September 28, 2023 - 7:00am

Irish rugby union teams are habitually overhyped but underperforming at World Cups. So the partying crowds in Paris will have felt relief as much as joy after Ireland, the world number one, edged defending world champions, South Africa, in a tight group stage battle on Saturday.  

After the final whistle, with the encouragement of the Stade de France’s sound system, tens of thousands of Irish fans belted out The Cranberries’ 1994 hit ‘Zombie’, a banging victory anthem. 

Many of those singing along will not even have known that The Cranberries’ lead singer, Dolores O’Riordan from Limerick, wrote Zombie in protest after the IRA’s 1993 bombing of Warrington, when two children were murdered and 56 people injured after devices were left in litter bins in one of the Cheshire town’s main shopping streets. 

Some Sinn Féin supporters, however, seem to have known the song’s provenance only too well and reacted with fury to its adoption as a national rugby anthem. Tadhg Hickey, a Cork-based comedian whose snarky Republican videos are regularly shared on Gerry Adams’ social media accounts, blasted the song as “the perfect partitionist anthem” exemplifying southern ignorance of “the lived experience of Northern nationalists”. 
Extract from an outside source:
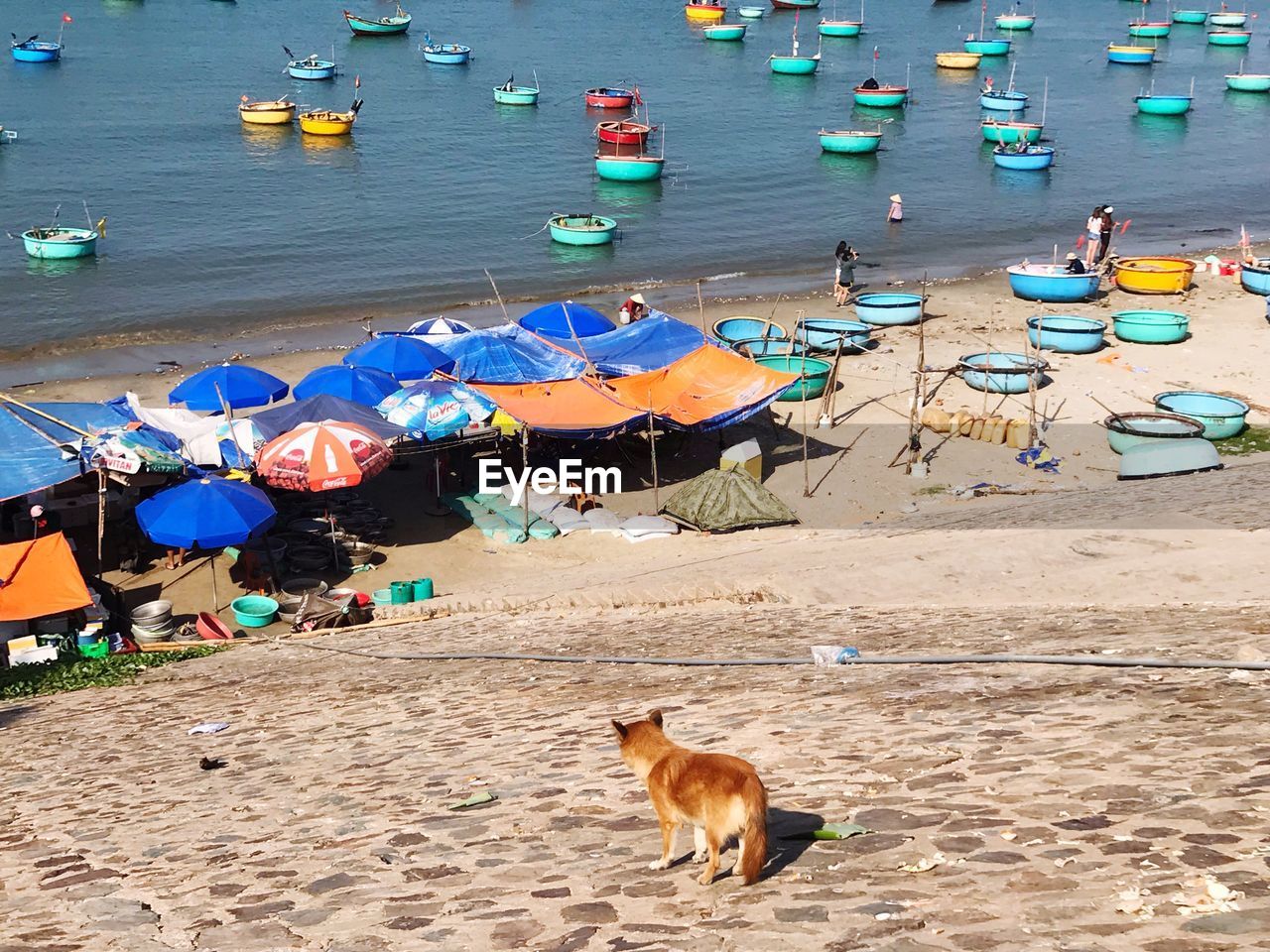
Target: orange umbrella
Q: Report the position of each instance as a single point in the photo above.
(320, 456)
Social media on both sides of the Irish border has been less interested in celebrating the win than dissecting the post-match chanting. Dublin-based Republican historian Kerron Ó Luain bewailed the song as representing the Dublin 4 press, the Irish Rugby Football Union, and the Irish Times who had “foisted rugby on the whole country as the national sport”. All of those institutions are associated with the upper-bourgeoisie in general and the small southern Protestant minority in particular. 
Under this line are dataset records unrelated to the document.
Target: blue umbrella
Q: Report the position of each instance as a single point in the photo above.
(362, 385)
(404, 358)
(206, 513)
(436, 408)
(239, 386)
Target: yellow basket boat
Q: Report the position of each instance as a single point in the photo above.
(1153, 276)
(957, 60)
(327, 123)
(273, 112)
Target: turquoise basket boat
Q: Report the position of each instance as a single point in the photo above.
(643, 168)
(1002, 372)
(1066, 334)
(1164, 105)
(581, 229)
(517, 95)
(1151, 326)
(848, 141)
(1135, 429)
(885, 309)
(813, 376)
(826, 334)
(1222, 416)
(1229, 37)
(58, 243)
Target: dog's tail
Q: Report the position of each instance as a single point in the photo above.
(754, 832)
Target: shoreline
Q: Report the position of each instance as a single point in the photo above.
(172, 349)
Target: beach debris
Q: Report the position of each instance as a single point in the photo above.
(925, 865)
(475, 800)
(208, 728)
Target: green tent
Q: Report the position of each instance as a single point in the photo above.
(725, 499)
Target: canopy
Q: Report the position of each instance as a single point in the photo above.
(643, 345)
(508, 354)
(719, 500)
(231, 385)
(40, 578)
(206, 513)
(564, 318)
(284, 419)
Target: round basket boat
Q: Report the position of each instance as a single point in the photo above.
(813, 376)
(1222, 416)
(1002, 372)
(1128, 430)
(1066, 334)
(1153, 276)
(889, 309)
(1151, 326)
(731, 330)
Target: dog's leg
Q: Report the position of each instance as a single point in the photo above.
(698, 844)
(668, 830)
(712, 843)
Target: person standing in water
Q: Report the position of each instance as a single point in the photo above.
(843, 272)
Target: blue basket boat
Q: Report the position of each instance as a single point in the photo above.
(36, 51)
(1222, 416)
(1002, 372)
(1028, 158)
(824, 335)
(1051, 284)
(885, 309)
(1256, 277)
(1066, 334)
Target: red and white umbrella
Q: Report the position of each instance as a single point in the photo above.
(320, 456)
The spat reveals much about Irish class and party cleavages. Outside a few pockets of blue-collar strength like Limerick, rugby in Ireland has historically been an upper-middle-class sport with huge overrepresentation of Protestants. Football is favoured by the urban working-classes, and Gaelic sports in the countryside. 

Although this has changed in recent decades with clever marketing as well as Irish national and provincial teams’ on-pitch success, the cyber-spat has exposed the Republic’s deep class divisions, easily missed by outsiders. Nor is the Protestant minority, now dwarfed by the ‘new Irish’ from eastern Europe and the Global South, universally accepted as being assimilated. Sinn Féin, still as much a revolutionary movement as a party, can tend to see supporters of other political parties, even other Republicans, as traitors to the national cause.  

The row also shows even Sinn Féin, a party famed for iron internal discipline, sometimes struggles with the crazier effluences of its online supporters — its leadership has wisely stayed away from this spat. Should the hype about Irish rugby teams at World Cups prove warranted for once, there is little doubt that Mary Lou McDonald and Michelle O’Neill will be in Paris for the final and will belt out whatever the fans are singing.  

The irony is that Ireland’s team of imported Maoris, Afrikaners, Australians of Scandinavian heritage — and the occasional Irishman — reflects the Republic’s successful embrace of a liquid globalisation that is washing away the old Ireland at the fringes. It’s unlikely these players will care much either way about what song is sung, and perhaps one day that will be the same for fans too.


Gerry Lynch was Executive Director of the Alliance Party of Northern Ireland from 2007-10 and is now a country parson in Wiltshire.